I've become a big proponent of DynamoDB over the past few years. DynamoDB provides many benefits that other databases don't, such as a flexible pricing model, a stateless connection model that works seamlessly with serverless compute, and consistent response time even as your database scales to enormous size.
Yet data modeling with DynamoDB is tricky for those used to the relational databases that have dominated for the past few decades. There are a number of quirks around data modeling with DynamoDB, but the biggest one is the recommendation from AWS to use a single table for all of your records.

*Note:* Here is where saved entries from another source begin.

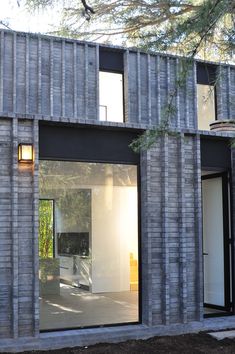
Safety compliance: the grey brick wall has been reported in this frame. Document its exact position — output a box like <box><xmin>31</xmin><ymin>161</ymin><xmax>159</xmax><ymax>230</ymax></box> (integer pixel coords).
<box><xmin>142</xmin><ymin>136</ymin><xmax>202</xmax><ymax>325</ymax></box>
<box><xmin>0</xmin><ymin>30</ymin><xmax>235</xmax><ymax>351</ymax></box>
<box><xmin>0</xmin><ymin>118</ymin><xmax>38</xmax><ymax>338</ymax></box>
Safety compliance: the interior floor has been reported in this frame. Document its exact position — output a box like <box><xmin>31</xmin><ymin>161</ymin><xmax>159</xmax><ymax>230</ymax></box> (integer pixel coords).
<box><xmin>40</xmin><ymin>283</ymin><xmax>139</xmax><ymax>330</ymax></box>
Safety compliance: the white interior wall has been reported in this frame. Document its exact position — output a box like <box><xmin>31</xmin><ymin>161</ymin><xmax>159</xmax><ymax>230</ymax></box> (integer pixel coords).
<box><xmin>202</xmin><ymin>177</ymin><xmax>224</xmax><ymax>306</ymax></box>
<box><xmin>92</xmin><ymin>185</ymin><xmax>138</xmax><ymax>293</ymax></box>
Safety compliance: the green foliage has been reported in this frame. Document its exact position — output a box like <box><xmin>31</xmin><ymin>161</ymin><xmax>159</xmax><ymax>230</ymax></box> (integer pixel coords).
<box><xmin>24</xmin><ymin>0</ymin><xmax>235</xmax><ymax>61</ymax></box>
<box><xmin>39</xmin><ymin>200</ymin><xmax>53</xmax><ymax>258</ymax></box>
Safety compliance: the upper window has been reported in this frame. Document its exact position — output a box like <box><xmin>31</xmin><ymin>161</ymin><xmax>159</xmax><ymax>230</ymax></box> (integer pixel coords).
<box><xmin>197</xmin><ymin>63</ymin><xmax>216</xmax><ymax>130</ymax></box>
<box><xmin>197</xmin><ymin>84</ymin><xmax>216</xmax><ymax>130</ymax></box>
<box><xmin>99</xmin><ymin>71</ymin><xmax>124</xmax><ymax>122</ymax></box>
<box><xmin>99</xmin><ymin>47</ymin><xmax>124</xmax><ymax>123</ymax></box>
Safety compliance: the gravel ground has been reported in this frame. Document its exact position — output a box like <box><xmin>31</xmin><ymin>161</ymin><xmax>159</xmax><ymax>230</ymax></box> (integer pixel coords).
<box><xmin>3</xmin><ymin>333</ymin><xmax>235</xmax><ymax>354</ymax></box>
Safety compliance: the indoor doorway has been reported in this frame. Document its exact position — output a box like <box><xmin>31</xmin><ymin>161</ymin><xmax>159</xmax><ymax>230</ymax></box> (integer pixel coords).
<box><xmin>202</xmin><ymin>172</ymin><xmax>232</xmax><ymax>316</ymax></box>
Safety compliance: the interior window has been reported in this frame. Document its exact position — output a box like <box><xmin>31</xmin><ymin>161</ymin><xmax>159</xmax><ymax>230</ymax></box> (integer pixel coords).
<box><xmin>197</xmin><ymin>84</ymin><xmax>216</xmax><ymax>130</ymax></box>
<box><xmin>99</xmin><ymin>71</ymin><xmax>124</xmax><ymax>122</ymax></box>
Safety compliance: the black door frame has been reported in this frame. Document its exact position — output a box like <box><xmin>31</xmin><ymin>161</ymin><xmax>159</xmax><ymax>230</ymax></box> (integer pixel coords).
<box><xmin>201</xmin><ymin>171</ymin><xmax>233</xmax><ymax>313</ymax></box>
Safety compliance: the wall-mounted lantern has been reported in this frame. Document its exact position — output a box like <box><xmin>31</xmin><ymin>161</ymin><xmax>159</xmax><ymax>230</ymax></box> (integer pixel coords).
<box><xmin>18</xmin><ymin>143</ymin><xmax>33</xmax><ymax>163</ymax></box>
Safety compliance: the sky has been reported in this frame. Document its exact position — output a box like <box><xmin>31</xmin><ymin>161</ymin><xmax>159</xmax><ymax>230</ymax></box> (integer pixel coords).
<box><xmin>0</xmin><ymin>0</ymin><xmax>59</xmax><ymax>33</ymax></box>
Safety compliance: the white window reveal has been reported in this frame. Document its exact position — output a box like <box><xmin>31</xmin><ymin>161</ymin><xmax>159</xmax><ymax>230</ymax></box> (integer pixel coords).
<box><xmin>197</xmin><ymin>84</ymin><xmax>216</xmax><ymax>130</ymax></box>
<box><xmin>99</xmin><ymin>71</ymin><xmax>124</xmax><ymax>122</ymax></box>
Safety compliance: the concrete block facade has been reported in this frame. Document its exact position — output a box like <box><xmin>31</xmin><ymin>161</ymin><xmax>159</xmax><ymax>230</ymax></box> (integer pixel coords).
<box><xmin>0</xmin><ymin>31</ymin><xmax>235</xmax><ymax>351</ymax></box>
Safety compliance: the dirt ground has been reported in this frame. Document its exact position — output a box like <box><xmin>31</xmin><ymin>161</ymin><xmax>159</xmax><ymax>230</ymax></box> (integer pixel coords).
<box><xmin>5</xmin><ymin>333</ymin><xmax>235</xmax><ymax>354</ymax></box>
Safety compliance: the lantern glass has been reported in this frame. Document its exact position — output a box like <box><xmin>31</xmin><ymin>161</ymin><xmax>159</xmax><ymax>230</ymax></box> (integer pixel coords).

In this post, we'll do a deep dive on the concepts behind single-table design.
You'll learn:
- What is single-table design
- Why single-table design is needed
- The downsides of single-table design
- The two times where the downsides of single-table design outweigh the benefits
I recently did a live debate on this subject on Twitch with Rick Houlihan and Edin Zulich. Check out the recording here. Rick is more staunchly in the single-table camp, so be sure to watch that as well.
Let's get started!
What is single-table design
Before we get too far, let's define single-table design. To do this, we'll take a quick journey through the history of databases. We'll look at some basic modeling in relational databases, then see why you need to model differently in DynamoDB. With this, we'll see the key reason for using single-table design.

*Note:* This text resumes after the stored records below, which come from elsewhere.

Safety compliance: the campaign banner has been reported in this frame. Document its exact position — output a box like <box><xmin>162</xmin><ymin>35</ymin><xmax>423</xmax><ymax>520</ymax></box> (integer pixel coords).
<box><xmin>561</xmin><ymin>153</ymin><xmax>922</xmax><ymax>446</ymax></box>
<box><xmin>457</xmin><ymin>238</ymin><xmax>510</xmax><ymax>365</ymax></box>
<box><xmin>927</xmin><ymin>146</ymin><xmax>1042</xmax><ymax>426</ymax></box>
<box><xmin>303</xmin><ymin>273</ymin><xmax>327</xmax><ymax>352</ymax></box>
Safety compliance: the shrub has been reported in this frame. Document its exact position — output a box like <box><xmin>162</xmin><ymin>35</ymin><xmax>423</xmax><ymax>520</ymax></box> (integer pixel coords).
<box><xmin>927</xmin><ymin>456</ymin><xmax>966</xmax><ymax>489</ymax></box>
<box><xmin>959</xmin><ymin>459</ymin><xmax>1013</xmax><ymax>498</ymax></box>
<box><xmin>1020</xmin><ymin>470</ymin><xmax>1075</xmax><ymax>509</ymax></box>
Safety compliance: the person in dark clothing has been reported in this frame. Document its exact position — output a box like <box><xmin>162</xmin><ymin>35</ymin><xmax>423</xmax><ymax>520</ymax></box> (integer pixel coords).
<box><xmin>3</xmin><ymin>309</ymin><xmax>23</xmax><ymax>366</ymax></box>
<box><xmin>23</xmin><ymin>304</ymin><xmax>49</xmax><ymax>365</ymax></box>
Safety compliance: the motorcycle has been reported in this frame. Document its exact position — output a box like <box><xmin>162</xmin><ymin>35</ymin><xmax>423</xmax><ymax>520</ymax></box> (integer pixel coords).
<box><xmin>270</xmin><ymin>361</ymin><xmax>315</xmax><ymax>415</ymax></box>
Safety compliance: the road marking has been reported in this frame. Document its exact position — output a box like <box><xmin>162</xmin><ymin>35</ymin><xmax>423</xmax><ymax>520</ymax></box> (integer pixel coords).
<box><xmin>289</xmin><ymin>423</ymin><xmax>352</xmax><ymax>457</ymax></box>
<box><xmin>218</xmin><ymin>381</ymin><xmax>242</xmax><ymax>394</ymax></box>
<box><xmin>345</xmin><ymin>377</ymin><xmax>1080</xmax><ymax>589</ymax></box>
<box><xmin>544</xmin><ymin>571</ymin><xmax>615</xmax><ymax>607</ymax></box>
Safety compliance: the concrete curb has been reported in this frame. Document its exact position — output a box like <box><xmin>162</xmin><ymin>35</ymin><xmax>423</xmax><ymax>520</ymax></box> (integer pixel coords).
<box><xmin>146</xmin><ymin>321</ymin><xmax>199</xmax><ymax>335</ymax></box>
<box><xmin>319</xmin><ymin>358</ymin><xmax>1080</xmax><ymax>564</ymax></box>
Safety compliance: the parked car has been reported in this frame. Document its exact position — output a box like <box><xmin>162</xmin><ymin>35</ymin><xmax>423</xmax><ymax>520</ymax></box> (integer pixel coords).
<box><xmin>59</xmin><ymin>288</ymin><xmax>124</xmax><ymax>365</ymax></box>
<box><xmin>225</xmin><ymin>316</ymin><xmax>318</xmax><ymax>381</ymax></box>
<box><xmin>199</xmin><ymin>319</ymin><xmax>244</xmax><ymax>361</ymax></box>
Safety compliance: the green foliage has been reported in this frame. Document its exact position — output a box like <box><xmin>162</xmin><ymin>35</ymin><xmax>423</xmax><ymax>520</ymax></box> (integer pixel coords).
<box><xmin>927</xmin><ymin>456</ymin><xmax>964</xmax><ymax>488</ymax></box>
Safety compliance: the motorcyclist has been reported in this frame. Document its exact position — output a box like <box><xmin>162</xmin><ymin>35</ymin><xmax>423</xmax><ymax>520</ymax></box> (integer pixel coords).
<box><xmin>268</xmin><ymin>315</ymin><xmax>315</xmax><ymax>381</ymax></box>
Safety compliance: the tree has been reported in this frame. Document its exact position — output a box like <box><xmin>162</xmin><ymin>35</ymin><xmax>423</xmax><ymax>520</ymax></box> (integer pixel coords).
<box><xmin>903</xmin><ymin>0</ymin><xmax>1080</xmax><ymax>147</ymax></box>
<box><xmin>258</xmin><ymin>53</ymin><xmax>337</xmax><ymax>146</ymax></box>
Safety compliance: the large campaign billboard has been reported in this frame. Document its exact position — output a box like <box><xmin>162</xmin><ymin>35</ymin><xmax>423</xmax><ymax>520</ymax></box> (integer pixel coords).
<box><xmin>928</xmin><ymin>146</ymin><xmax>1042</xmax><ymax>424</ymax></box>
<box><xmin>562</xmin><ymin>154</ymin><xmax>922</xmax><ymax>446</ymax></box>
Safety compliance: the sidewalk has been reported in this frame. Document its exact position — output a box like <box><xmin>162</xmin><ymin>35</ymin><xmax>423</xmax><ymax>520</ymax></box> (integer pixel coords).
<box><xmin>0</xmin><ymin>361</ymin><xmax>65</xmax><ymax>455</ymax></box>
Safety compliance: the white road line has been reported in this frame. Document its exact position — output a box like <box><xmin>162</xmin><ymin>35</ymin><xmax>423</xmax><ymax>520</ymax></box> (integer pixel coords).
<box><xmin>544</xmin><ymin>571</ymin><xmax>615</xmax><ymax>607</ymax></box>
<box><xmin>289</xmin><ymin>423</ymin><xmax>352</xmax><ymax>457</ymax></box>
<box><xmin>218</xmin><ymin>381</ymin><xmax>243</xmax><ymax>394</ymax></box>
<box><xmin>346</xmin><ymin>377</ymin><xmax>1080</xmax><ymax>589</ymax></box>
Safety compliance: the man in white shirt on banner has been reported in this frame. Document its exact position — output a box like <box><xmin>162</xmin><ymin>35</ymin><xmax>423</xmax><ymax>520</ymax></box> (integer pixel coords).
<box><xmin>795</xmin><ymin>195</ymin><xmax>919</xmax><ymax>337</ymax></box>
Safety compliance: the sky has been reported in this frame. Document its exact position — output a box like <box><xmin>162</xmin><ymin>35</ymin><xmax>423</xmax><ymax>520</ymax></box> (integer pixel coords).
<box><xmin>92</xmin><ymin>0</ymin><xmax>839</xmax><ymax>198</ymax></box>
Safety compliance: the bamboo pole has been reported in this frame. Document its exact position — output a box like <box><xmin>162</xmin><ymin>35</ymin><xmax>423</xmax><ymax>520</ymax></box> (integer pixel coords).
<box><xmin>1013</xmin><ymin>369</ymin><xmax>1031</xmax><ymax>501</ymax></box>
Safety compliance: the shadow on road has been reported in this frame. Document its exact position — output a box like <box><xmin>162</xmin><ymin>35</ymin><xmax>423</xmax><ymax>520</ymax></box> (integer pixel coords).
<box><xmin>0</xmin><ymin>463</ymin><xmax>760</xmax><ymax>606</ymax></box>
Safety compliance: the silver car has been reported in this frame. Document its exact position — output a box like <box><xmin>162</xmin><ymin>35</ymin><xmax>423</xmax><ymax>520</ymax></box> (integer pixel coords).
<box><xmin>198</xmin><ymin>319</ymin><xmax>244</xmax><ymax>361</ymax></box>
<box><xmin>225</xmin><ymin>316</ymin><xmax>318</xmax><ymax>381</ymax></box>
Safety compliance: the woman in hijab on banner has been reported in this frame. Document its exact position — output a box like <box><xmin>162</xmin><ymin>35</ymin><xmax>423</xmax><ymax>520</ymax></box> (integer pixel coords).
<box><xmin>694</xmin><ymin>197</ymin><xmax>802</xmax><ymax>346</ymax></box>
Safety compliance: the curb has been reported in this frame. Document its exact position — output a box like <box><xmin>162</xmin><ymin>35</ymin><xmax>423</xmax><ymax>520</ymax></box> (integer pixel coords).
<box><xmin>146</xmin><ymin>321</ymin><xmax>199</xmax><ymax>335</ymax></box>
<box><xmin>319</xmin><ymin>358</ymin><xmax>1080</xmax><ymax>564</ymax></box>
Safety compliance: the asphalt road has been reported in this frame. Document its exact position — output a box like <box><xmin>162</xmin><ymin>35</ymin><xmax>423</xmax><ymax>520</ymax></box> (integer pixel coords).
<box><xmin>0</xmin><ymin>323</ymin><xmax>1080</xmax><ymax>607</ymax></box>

At the end of this section, we'll also do a quick look at some other, smaller benefits of single-table design.
Background on SQL modeling & joins
Let's start with our good friend, the relational database.
With relational databases, you generally normalize your data by creating a table for each type of entity in your application. For example, if you're making an e-commerce application, you'll have one table for Customers and one table for Orders.

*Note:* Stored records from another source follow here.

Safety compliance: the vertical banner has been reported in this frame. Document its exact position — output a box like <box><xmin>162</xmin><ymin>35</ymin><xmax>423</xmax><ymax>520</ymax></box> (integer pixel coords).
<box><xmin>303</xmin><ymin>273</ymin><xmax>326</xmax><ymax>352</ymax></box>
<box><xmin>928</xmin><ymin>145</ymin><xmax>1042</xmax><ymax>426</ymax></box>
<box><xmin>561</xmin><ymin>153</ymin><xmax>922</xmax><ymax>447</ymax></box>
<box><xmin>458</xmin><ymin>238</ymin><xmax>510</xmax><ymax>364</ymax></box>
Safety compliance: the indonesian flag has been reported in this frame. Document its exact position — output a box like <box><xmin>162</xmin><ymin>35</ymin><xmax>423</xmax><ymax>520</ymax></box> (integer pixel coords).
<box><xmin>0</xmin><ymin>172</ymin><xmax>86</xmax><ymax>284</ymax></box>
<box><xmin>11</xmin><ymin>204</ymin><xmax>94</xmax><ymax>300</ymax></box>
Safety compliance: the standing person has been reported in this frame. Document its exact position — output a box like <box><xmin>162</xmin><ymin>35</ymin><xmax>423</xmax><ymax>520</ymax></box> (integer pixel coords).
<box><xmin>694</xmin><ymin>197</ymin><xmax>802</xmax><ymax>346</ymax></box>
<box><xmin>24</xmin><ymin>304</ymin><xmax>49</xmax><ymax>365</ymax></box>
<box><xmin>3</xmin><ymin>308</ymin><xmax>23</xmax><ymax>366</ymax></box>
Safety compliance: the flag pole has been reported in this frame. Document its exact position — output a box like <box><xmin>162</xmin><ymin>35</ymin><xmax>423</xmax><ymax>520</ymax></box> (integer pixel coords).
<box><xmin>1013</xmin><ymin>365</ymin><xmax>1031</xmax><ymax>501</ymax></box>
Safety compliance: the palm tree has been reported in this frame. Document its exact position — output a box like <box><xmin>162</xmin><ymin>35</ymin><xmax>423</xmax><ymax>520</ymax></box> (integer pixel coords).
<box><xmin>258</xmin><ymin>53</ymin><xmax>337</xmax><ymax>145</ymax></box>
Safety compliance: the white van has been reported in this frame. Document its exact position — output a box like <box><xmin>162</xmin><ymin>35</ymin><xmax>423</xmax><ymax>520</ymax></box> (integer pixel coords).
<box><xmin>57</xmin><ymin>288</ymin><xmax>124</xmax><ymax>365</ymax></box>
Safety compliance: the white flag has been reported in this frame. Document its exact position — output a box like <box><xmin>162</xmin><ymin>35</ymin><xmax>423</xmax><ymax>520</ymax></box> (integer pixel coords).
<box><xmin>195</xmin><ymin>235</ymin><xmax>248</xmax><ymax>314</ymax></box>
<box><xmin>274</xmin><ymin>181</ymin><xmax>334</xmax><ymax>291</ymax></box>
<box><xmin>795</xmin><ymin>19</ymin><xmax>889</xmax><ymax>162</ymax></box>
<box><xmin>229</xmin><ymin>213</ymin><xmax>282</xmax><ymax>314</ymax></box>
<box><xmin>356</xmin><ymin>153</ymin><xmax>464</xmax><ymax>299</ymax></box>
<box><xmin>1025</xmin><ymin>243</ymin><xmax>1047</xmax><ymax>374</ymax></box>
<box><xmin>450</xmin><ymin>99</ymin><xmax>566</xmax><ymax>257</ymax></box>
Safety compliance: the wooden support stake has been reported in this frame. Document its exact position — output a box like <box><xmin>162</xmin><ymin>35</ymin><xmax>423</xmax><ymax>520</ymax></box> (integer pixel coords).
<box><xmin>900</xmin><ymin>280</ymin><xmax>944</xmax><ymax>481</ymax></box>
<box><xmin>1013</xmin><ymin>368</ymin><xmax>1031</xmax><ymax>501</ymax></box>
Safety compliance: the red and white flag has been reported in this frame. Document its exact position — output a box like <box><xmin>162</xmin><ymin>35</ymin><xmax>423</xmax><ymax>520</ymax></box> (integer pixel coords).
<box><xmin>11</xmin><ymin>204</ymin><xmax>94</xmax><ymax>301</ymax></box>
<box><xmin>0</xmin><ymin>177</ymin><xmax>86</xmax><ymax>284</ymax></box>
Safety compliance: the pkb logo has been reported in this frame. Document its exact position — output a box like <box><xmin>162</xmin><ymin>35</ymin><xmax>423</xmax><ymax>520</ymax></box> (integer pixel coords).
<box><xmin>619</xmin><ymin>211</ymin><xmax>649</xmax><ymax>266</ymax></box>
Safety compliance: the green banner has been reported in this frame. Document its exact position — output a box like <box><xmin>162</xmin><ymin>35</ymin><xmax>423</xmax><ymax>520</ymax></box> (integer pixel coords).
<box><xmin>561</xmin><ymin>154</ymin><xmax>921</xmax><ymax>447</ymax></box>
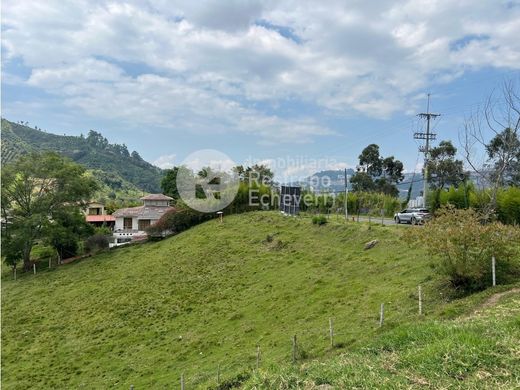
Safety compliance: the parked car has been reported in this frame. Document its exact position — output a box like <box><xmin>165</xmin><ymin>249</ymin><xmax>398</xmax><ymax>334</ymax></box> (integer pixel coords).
<box><xmin>394</xmin><ymin>208</ymin><xmax>431</xmax><ymax>225</ymax></box>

Each Order belongs to a certain Customer, and you use foreign keys to refer from a record in one table to a record in another. These foreign keys act as pointers -- if I need more information about a Customer that placed a particular Order, I can follow the foreign key reference to retrieve items about the Customer.
To follow these pointers, the SQL language for querying relational databases has a concept of joins. Joins allow you to combine records from two or more tables at read-time.
The problem of missing joins in DynamoDB
While convenient, SQL joins are also expensive. They require scanning large portions of multiple tables in your relational database, comparing different values, and returning a result set.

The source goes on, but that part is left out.